Ruth also remembered that Councillor Fry had a wife. Mrs Fry was as much the household name as her husband but for very different reasons.
Her cheeks warmed as she realised she was staring at him. He smiled that smile again, and her heart gave a little flip. Was he deliberately flirting? Ruth couldn’t tell. But she knew that he was married, and she was a priest so there was nothing doing either way. They had reached their cars; his near the lych gate, hers several yards down the lane. He started walking with her, but she dismissed him with a wave.
‘I’ll be all right now. Thanks.’
‘The pleasure has been all mine.’ He turned back to his car. ‘Good luck with the play.’

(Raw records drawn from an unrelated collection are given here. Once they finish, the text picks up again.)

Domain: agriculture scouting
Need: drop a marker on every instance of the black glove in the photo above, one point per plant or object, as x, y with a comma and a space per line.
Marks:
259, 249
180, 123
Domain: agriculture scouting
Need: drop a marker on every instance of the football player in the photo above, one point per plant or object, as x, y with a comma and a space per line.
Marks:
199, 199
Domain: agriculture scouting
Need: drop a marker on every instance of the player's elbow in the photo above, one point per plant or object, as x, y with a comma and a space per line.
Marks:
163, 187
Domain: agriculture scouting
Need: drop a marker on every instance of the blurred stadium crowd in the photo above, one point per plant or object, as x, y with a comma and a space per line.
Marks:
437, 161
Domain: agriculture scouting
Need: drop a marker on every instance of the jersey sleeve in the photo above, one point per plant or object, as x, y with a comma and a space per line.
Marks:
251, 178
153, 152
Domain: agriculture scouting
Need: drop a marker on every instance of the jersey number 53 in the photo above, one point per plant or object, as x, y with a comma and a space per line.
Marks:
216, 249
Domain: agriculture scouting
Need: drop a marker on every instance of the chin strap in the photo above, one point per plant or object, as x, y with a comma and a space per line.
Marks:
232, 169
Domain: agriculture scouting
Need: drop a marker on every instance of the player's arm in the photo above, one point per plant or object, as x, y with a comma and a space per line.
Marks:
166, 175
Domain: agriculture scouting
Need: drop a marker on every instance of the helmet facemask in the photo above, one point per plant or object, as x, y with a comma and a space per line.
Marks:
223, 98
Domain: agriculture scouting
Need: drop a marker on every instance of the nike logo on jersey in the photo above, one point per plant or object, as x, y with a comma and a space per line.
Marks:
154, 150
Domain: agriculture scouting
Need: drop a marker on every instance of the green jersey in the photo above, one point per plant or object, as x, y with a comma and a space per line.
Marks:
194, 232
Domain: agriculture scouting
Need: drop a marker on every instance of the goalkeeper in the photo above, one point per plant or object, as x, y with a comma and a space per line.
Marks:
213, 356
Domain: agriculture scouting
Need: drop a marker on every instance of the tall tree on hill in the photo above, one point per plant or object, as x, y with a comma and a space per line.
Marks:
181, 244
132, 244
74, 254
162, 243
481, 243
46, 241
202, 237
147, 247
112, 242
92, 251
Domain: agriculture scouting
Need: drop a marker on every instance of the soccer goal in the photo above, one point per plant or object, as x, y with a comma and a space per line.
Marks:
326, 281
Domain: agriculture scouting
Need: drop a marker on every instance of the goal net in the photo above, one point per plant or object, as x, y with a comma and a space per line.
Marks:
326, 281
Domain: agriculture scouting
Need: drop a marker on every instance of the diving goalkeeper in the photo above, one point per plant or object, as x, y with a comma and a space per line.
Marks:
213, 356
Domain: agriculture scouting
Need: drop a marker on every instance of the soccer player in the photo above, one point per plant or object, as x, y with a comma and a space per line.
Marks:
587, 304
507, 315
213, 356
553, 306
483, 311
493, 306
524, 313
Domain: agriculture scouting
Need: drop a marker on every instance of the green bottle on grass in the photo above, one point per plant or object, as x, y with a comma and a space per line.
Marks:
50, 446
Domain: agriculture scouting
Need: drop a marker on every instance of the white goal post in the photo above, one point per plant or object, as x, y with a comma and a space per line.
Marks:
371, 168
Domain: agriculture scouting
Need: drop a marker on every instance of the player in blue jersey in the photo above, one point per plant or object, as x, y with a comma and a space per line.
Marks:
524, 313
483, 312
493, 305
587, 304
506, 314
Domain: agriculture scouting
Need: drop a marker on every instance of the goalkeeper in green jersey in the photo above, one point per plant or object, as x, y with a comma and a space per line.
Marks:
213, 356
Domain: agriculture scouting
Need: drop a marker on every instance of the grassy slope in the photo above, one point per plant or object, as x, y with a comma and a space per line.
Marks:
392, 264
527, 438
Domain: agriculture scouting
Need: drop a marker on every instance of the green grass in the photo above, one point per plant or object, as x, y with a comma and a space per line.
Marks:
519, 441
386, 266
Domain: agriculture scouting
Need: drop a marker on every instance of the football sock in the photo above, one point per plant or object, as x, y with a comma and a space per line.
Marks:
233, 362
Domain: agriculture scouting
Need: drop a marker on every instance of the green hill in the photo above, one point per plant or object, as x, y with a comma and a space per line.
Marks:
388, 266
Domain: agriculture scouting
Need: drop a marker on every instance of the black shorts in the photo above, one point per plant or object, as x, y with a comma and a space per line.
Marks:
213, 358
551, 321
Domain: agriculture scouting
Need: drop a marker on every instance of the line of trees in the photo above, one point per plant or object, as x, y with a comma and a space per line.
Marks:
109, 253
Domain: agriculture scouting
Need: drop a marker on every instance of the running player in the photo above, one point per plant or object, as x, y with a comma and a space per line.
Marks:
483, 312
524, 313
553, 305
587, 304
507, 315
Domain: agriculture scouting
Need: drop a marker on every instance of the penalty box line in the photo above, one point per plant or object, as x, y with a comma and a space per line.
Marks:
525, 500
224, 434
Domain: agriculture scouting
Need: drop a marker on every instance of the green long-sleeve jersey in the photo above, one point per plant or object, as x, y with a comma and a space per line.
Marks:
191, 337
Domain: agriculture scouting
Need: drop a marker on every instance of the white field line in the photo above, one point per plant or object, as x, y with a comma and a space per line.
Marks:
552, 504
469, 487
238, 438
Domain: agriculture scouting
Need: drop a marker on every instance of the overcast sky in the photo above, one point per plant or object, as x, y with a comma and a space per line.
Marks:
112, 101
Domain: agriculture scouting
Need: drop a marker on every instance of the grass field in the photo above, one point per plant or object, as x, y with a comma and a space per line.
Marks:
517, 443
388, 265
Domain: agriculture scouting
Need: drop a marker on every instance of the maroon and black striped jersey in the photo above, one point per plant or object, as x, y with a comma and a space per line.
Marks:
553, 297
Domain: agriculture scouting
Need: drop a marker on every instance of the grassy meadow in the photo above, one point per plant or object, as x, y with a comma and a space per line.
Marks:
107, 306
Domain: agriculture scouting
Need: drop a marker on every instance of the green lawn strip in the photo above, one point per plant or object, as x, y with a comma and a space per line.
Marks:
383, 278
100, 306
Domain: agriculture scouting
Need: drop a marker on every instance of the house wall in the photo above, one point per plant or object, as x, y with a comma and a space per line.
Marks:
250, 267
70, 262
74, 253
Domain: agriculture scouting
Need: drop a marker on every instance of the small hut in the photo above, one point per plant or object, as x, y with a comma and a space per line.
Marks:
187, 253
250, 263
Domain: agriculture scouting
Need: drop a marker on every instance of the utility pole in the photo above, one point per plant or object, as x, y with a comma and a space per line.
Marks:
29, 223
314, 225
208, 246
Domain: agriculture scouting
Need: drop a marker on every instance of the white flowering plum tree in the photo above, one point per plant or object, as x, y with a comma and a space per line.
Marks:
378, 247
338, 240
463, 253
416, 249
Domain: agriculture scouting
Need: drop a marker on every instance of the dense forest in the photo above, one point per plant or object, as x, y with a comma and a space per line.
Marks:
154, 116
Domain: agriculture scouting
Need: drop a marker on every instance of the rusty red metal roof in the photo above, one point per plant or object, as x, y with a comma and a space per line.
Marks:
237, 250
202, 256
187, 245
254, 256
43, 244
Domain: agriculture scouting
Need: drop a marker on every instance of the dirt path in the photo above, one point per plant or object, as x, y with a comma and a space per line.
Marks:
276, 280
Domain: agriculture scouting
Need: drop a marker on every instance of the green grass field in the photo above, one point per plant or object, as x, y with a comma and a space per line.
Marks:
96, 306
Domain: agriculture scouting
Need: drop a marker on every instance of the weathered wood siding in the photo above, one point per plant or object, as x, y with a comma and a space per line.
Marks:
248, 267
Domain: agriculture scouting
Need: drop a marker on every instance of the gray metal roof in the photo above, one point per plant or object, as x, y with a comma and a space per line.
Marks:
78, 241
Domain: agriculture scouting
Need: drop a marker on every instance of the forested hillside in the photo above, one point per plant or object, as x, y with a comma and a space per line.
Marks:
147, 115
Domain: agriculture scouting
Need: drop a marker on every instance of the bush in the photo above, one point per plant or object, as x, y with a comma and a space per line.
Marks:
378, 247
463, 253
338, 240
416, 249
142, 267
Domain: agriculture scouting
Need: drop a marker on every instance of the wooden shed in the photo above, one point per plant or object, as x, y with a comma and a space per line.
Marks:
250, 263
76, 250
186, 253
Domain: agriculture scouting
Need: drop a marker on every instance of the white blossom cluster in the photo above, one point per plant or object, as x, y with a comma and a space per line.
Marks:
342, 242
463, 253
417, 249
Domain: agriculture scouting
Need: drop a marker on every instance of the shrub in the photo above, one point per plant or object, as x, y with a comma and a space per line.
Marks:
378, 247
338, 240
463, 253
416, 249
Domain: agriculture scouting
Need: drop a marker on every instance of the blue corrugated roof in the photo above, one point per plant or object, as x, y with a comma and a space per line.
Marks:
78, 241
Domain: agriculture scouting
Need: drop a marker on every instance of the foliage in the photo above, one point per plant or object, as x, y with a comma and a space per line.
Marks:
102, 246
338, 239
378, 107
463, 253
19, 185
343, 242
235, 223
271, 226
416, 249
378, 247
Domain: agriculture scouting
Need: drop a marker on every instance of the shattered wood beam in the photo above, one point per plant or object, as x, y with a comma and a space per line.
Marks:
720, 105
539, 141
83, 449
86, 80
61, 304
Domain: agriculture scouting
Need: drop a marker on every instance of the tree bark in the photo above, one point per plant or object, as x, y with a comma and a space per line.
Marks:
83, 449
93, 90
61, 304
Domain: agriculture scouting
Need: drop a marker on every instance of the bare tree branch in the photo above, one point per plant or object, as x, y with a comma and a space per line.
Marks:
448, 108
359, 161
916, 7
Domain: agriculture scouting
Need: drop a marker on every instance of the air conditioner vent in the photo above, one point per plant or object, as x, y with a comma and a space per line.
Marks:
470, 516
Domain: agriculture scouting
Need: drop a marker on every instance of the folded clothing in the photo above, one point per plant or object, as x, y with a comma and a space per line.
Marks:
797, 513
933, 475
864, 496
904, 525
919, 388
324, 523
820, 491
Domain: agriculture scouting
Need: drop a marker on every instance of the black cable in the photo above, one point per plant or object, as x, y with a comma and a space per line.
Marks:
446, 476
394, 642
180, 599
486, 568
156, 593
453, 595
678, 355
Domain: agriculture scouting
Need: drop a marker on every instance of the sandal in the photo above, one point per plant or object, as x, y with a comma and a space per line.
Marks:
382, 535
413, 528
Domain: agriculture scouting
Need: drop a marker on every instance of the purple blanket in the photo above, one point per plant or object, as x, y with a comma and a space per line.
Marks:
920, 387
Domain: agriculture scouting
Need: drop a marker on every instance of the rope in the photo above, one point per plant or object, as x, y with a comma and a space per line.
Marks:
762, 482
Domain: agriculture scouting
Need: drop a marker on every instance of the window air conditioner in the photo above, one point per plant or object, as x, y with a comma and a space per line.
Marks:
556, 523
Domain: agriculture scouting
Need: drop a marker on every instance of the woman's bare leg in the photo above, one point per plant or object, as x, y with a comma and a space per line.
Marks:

‘Thanks,’ Ruth called after him. She unlocked her car and sank into the driver’s seat and turned the key in the ignition. The loneliness overwhelmed
her. She was grateful that it was so dark. No one could see the tears burning down her cheeks.
Scene Three
JEMMA ARRIVED EARLY AT THE OFFICE ON FRIDAY MORNING. SHE WANTED TO make a good impression. In fact, she would be happy to make an impression of any kind. Since that slime-ball Richard dumped her and crawled off to his cesspit – who cared where – with some little heifer . . . Jemma took a deep breath and started again. Since Chief Reporter Richard Sutton moved on, there was a vacancy, along with a pay rise, just waiting for the right person. And only one little exam away. One little exam that would be another rung on the ladder, another step nearer her dream job.
It wasn’t that Jemma had a problem with Mohan Dattani; it was just that he treated her as if she were invisible. At first she had thought he treated everyone that way. Then she noticed he went out for drinks with the subeditors, invited the advertising department to his birthday party, and even allowed drippy Saffy Walton to simper around him at pubs and parties. But not once had he invited Jemma.
Then there was Richard. Mo and Rich had been best pals. Mohan was almost as upset as Jemma had been when Richard left. Almost, but not quite. Jemma couldn’t possibly replace Richard as Mohan’s drinking buddy, and Mo obviously thought she wasn’t good enough to fill Richard’s shoes as chief reporter.
She would show him.
When a young father lost his wife and two of his children in a house fire, who was it that sat for hours in the coroner’s court, listening to all the stomach-churning details? Who went to interview him when no one else would do it because they couldn’t bear to face the raw grief and turn it into a sympathetic article? Who suggested the campaign for Christmas presents for him and his remaining child, an act that resulted in them being showered with gifts, even a Caribbean holiday? She was more than a journalist; she had helped rebuild two people’s lives and had given a whole community the opportunity to feel good.
By the time Mohan and the rest of the department arrived, Jemma had convinced herself she was a cross between Gandhi and Lois Lane.